Les rouges 2008 sont moins expressifs à ce stade mais font preuve d’une belle élégance. A l’exception de l’entrée de gamme « Ex’Arnon » (xinomavro et syrah) construit pour être apprécié sur le fruit immédiat, les vins s’affirmaient plutôt charpentés, avec des tanins encore à fondre, mais avec de la fraîcheur, des élevages en barrique bien intégrés et un bon potentiel d’évolution.
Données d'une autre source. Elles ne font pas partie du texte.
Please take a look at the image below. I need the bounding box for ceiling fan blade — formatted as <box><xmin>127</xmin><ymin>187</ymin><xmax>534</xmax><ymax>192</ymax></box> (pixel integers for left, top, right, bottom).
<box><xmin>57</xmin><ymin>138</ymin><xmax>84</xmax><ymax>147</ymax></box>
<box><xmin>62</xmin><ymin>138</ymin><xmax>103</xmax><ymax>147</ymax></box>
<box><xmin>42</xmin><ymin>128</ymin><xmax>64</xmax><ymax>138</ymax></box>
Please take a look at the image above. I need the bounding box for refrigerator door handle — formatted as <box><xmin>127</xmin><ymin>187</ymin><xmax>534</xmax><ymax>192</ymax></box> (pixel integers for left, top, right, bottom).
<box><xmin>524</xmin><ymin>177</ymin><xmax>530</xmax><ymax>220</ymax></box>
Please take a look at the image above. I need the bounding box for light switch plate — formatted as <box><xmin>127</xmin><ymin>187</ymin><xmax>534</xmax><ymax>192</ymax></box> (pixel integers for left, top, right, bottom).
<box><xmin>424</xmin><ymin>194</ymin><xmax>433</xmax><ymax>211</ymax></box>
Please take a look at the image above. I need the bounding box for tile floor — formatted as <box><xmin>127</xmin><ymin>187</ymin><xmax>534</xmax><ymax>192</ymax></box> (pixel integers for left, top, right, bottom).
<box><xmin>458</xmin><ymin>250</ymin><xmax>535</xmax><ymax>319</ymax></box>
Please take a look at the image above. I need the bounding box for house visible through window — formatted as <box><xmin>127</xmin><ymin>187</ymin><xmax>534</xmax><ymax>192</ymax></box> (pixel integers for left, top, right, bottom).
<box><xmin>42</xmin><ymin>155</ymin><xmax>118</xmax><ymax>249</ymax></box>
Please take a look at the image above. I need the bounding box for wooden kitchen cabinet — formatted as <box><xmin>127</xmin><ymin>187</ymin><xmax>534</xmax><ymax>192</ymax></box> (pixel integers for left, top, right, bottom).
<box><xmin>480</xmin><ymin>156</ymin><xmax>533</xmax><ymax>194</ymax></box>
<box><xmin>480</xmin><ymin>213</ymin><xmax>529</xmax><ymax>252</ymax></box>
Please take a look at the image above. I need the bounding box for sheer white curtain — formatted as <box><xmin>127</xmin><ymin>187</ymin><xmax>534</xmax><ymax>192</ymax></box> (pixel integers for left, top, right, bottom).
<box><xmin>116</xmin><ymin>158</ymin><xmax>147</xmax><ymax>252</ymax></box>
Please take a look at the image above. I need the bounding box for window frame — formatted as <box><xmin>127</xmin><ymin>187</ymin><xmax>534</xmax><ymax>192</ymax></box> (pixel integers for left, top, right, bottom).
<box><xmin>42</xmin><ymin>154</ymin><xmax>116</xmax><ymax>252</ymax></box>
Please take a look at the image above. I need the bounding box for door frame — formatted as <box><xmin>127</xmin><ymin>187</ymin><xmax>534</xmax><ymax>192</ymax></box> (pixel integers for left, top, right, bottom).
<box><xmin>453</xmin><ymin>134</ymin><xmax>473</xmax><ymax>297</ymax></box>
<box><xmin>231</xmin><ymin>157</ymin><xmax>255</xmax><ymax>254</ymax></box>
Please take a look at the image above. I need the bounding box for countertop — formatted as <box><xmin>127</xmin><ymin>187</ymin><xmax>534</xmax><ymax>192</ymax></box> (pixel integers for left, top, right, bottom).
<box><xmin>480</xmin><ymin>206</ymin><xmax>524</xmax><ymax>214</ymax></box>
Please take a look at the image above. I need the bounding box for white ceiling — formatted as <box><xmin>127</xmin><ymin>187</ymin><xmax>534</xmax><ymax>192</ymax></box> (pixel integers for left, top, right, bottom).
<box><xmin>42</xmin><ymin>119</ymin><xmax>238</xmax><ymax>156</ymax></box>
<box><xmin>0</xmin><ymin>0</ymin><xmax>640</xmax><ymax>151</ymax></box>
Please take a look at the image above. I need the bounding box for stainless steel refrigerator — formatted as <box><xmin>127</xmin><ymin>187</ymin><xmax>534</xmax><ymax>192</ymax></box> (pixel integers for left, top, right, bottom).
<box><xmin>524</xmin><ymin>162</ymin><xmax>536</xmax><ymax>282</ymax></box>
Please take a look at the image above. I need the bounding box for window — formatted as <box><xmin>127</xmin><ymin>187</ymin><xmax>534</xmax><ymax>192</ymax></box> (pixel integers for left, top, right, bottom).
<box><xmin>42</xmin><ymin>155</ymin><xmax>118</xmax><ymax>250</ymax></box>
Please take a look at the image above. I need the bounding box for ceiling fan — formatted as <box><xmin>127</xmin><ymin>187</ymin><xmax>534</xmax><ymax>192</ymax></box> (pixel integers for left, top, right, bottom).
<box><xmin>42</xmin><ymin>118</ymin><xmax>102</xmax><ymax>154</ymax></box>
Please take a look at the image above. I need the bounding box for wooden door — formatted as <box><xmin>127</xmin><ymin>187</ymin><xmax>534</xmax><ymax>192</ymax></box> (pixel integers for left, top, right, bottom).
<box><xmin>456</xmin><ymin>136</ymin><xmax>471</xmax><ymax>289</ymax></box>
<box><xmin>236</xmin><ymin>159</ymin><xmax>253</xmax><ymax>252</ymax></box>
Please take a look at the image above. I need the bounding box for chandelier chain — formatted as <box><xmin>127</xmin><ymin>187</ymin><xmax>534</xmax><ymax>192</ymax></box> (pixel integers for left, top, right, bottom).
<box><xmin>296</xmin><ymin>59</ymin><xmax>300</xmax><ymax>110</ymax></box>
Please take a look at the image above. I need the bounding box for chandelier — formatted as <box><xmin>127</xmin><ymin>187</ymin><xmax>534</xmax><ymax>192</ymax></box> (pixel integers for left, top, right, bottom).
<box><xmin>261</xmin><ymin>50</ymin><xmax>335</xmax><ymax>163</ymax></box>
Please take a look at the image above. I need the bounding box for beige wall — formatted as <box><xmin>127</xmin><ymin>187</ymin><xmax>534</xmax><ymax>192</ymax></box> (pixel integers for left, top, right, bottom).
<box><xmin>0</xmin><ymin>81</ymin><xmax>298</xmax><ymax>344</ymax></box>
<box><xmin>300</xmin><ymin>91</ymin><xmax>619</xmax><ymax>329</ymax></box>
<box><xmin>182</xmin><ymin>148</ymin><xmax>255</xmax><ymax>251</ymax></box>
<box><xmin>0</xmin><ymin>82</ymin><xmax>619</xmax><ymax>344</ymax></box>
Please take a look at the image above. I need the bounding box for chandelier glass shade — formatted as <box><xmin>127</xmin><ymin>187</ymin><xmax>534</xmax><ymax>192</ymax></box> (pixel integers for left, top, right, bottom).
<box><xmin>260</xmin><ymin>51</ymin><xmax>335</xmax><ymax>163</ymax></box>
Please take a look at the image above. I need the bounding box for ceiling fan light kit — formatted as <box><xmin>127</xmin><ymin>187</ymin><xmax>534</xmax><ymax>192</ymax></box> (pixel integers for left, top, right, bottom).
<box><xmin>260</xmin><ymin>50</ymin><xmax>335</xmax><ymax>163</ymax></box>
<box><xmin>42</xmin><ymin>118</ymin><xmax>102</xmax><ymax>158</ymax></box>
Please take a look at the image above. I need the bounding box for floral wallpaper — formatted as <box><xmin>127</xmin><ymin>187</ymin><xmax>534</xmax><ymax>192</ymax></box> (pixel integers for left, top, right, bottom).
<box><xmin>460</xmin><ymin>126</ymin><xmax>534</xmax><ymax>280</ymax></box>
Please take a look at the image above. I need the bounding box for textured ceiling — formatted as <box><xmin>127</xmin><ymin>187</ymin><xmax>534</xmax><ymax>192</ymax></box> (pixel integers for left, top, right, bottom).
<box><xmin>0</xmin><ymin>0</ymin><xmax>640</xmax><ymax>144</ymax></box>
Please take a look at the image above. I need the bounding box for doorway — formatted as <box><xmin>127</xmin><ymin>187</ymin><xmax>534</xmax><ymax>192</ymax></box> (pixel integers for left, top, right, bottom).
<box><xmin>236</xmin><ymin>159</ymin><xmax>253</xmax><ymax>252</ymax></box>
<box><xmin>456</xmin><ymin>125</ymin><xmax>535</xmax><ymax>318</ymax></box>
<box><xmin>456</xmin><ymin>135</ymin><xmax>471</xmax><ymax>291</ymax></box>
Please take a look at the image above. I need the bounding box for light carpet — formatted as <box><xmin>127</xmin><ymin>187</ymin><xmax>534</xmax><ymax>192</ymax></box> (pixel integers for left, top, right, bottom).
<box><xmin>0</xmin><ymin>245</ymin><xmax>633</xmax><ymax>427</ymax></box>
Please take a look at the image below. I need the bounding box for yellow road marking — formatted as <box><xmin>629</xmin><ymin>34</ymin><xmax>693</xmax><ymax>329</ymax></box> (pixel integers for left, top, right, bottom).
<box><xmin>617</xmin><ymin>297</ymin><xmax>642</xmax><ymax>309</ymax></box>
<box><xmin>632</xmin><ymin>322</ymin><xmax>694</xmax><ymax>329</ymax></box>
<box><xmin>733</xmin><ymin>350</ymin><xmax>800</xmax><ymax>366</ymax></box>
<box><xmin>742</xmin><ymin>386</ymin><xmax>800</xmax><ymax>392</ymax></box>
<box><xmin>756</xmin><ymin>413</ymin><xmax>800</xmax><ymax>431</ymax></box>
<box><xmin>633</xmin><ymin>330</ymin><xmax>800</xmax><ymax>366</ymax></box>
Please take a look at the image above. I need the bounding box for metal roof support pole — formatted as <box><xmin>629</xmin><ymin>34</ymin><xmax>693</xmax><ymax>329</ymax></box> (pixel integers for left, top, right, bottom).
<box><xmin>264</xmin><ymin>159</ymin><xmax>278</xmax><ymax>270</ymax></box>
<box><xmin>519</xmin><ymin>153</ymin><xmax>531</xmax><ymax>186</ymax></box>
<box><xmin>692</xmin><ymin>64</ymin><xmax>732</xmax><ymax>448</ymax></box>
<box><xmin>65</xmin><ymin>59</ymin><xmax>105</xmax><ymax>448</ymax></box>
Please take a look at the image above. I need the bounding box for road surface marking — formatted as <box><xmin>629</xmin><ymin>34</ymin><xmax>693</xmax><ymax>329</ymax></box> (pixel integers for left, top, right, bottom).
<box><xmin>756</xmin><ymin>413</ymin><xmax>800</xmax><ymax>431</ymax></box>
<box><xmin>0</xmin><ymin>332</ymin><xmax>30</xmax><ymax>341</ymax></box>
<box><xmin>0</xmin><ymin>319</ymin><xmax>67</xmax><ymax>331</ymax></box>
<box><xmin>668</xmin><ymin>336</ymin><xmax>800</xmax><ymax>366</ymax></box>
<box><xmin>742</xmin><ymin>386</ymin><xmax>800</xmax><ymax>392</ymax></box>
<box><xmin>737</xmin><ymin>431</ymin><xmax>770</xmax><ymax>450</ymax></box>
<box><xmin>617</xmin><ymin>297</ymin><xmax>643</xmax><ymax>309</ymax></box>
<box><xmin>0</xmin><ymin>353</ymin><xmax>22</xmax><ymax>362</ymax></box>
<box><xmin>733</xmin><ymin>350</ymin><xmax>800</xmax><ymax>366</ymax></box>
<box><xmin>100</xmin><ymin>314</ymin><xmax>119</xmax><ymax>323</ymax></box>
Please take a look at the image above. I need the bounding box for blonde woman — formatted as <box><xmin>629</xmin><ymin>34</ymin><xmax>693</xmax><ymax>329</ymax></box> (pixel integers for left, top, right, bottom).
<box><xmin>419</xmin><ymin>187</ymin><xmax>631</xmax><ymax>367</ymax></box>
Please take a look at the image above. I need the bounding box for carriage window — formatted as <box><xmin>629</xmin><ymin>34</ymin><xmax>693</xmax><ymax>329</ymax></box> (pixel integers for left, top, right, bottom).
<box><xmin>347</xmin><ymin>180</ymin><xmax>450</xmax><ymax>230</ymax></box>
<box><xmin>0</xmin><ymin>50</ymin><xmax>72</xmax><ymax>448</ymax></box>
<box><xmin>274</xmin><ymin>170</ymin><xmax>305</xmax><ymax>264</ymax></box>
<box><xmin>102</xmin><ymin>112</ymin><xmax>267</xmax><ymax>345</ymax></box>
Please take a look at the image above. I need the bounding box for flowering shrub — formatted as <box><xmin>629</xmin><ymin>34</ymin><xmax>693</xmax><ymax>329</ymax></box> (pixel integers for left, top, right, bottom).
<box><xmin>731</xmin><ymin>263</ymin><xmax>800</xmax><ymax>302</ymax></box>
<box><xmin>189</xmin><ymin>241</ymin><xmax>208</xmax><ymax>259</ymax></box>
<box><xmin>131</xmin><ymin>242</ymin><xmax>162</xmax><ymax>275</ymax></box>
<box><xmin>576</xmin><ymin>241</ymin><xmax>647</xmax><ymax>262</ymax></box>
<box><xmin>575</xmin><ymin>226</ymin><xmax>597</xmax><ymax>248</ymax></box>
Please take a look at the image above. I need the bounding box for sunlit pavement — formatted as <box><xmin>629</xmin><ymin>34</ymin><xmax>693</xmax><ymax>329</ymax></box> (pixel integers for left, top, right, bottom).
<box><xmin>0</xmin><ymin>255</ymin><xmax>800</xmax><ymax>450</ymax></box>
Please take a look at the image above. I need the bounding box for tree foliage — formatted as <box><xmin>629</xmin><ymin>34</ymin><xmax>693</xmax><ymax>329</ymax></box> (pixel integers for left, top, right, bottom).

Même la cuvée « Nikolas » (100% merlot) évitait le côté facile que l’on rencontre souvent sur ce type de vin en Grèce.
Nikos Douloufakis (Crète)
Comme d’habitude l’entrée de gamme (Enotria 2009) dans les trois couleurs est croquante (voire craquante) malgré le fait que les vins présentent cette fois plus de gras (au détriment du fruit primeur) que par le passé. La nouvelle cuvée Aspros Lagos blanc 2009 , issue du cépage local vidiano et élevée en barriques pendant 5 mois, est confondante de finesse et bien plus intéressante que la plupart des chardonnay barriques qui foisonnent dans le pays tout en jouant dans un registre gustatif proche. Très appéciable également le « Femina » 2009 issu de la malvasia di candia aromatica donnant un vin sec, gras et épicé, qui fait penser, par certains côtés , à un mariage original de traminer et de viognier. Même si l’Aspros Lagos rouge 2006 (100% cabernet sauvignon) est un peu plus boisé / vanillé que par le passé, toute la gamme est de haut niveau, avec des vins nets et pleins de fraîcheur.
Biblia Chora (Macédoine)
Encore un domaine plus convaincant pour les blancs que pour les rouges qui, tout en restant superbes, sacrifient davantage au style international. Néanmoins, l’ « Areti Red » 2007 issu à 100% du cépage autochtone agiorgitiko se montre bien balancé entre ses notes de fruit bien mûr (cerise) et celles plus torréfiées issue de l’élevage. Une belle matière fine et fraîche en bouche avec une finale un peu rustique achève de lui donner un côté personnel. En blanc, j’ai particulièrement apprécié l’ « Areti White » 2009 (cépage assyrtiko) au bouquet épanoui de fruits blancs et d’agrumes et à la bouche juteuse, élégante et propre. Egalement séduisant, dans un autre registre, l’étonnant assemblage de « Ovilos White » 2009 (sémillon et assytiko) générant un vin rond, gras, fondu, sur les épices douces, les fruits secs et les fruits jaunes avec de la substance et une belle longueur. A noter que le chardonnay barrique 2008 est le meilleur que j'ai goûté sur place vu son équilibre et sa finesse même si on est assez loin des grands chardonnay bourguignons.
Gavalas (Santorin)
De tous les domaines issus de l’île de Santorin approchés, c’est celui qui présentait les vins les plus complets et les plus accessibles. Le Santorini 2009 classique (cépage assyrtiko) est un vin faussement léger qui associe une vivacité citronnée à des notes plus florales et minérales (pierre chauffée au soleil). La bouche est à la fois rafraîchissante, aérée et structurée, ce qui confère cette impression de dentelle très séduisante. La version boisée 2008 (dénommée « Nykteri » dans l’île) est plus fondue mais moins charmante. Il faut également citer la rare cuvée "Katsano" 2009 issue de deux cépages oubliés (katsano et gaidouria), pleine de personnalité et de finesse, combinant l’écorce d’orange, les fleurs blanches, le silex à une bonne rondeur en bouche et une finale plus saline. Quant au « Vinsanto » 2003, il se montre puissant et aromatique avec une liqueur bien déliée et une remarquable fraîcheur.
Avantis (Grèce Centrale)
Je n’ai pas eu le temps de goûter toute la gamme, malheureusement, mais les quatre vins dégustés m’ont tous les quatre plu énormémént.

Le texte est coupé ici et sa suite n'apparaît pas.